Statistical Inference Course Project: PART 1

Overview:

The goal of the project is for the students to answer particular questions, demonstrate the use of simulation to explore inference, and do some simple inferential data analysis. A report will be created to answer the questions. I chose to use RPubs to publish this project, to demonstrate my knowledge of markdown, knitr and pdf-conversion. Ultimately the goal is to investigate the exponential distribution in R and compare it with the Central Limit Theorem.

1. Show the sample mean and compare it to the theoretical mean of the distribution.

2. Show how variable the sample is (via variance) and compare it to the theoretical variance of the distribution.

3. Show that the distribution is approximately normal.

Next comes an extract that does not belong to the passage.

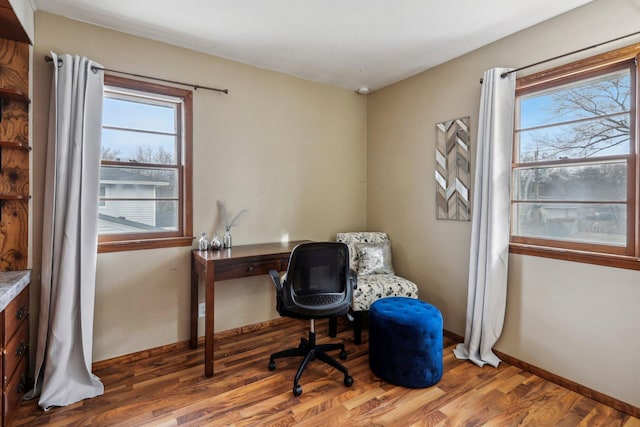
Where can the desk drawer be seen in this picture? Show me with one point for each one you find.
(14, 315)
(245, 269)
(15, 350)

Loading necessary packages

library(knitr)
library(ggplot2)
library(dplyr)

Simulations:

Part ONE: Sample Mean versus Theoretical Mean:

1. We set the number of simulations to 1,000, using n=40 and lambda =.02

numberOfSim <- 1000
sampleSize <- 40
lambda <- 0.2

2. In order to reproduce date, the seed is set and random values are generated.

set.seed(2)
simulatedData <- matrix(rexp(numberOfSim*sampleSize, rate=lambda), numberOfSim, sampleSize)
rowMeansSimulated <- rowMeans(simulatedData)
generatedMeansData<-data.frame(rowMeansSimulated)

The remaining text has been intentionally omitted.